The area where the cook-off is being held is no more than two acres of lawn and patio. Leaving our table, David, Diana, and I wend our way through the crowd, crossing to a square composed of awnings and tables where chili is offered in small cups. Each cook explains what makes his or her particular chili unique and wonderful.
“Made from venison, buffalo, and bloody Mary mix,” one of them says. I take a small bite; it’s okay.
“Made with pork, brisket, chipotle, and chocolate,” says the woman at the next table.
Some of the more outlandish ingredients are raisins, pumpkins, oysters, Triscuits. Can such nontraditional concoctions actually be categorized as chili? Each attendee is to vote for their favorite. These chili chefs with their slow-cookers take the voting process much more seriously than those of us who are sampling.
“My mouth is on fire,” I tell Diana. We’ve tasted a dozen out of twenty-two.
“Yeah, I’ve had enough,” she says. “I’m going to vote for that young couple in the corner. They seem nice and their chili is normal.”
We return to the table, where Carolyn and her friends have set out a generous spread of cheeses, grapes, crackers, and dips. There are six bottles of wine on the table. Several hundred chili buffs mingle in front of us, a gift for people-watchers. The wine goes around the table. Glasses fill up and are emptied. David goes off and returns with more.
“It’s unusual that, in a group this size, I don’t see one obese person,” I tell David.
He scans the crowd, anxious to find an overweight person to contradict my observation. He can be contrary. But everyone circulating before us is trim, lustrous, and inexplicably taller than average. We are surrounded by stunning people. They’re decked out in fringes, feathers, man buns, high-heeled boots, broad-brimmed hats, unexpected zipper placements. More like costumes than clothes.

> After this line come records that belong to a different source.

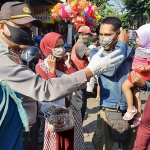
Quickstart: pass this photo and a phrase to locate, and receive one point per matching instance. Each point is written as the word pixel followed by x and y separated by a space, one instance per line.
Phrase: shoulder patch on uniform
pixel 14 58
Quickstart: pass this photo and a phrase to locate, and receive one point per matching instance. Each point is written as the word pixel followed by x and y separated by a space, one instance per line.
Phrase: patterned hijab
pixel 144 35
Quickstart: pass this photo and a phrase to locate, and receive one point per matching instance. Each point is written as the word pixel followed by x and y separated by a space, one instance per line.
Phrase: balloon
pixel 63 13
pixel 79 21
pixel 98 16
pixel 68 8
pixel 94 8
pixel 88 10
pixel 88 19
pixel 83 4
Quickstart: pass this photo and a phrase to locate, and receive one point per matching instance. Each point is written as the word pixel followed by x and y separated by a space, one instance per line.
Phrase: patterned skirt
pixel 67 140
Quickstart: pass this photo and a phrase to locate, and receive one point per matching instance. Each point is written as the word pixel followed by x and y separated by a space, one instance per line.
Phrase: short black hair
pixel 116 22
pixel 94 38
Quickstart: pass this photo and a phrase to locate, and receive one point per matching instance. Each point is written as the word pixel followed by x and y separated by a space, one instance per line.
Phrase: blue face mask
pixel 20 36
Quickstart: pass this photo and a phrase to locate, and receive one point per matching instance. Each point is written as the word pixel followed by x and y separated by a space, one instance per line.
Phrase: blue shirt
pixel 111 94
pixel 11 128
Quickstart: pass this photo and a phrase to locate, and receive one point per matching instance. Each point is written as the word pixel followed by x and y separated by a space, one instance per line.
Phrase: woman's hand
pixel 137 79
pixel 141 68
pixel 51 60
pixel 67 59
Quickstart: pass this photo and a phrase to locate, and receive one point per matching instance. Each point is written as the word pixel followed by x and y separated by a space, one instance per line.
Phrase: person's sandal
pixel 97 98
pixel 130 114
pixel 85 134
pixel 136 122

The band is high quality, and when we hear the opening notes of the Star-Spangled Banner, we all stand. The vocalist does an excellent job—the national anthem can be tricky; and just as the last note is dying away, three WWII fighter planes buzz overhead. Impressive timing.

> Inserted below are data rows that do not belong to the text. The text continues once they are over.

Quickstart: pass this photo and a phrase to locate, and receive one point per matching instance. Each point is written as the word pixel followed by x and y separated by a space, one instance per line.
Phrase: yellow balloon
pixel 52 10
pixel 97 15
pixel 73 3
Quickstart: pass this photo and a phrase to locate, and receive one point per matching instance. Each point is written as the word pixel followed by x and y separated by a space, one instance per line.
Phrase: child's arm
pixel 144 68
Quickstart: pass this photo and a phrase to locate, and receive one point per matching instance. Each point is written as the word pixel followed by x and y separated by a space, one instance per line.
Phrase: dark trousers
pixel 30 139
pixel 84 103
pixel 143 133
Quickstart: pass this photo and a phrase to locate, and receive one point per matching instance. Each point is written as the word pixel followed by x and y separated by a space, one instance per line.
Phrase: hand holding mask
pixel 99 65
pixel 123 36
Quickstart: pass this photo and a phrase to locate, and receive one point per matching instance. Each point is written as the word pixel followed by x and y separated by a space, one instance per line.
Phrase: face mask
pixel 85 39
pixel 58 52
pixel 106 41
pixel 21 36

“That gave me chills,” the woman behind me says.
It’s at this point I notice that in this group of over five hundred people, not only is everyone exaggeratedly fit and gorgeous, they’re also exaggeratedly white. Have we inadvertently stumbled into a Klan party? Much has been said lately about the partitions between cultures and I wonder how a partition was erected here, today. The publicity regarding this event reached everyone in all the nearby towns; also, obviously, Austin. Was there some sort of coded message telling brown people to stay away?
This lack of diversity makes me grumpy. If this massive party had taken place in Houston, every race, religion, and orientation would’ve been represented.
“Ready to go?” David asks. Diana and I gather our purses and wraps.
We make it home around five, my favorite time to pour Zin and watch TV.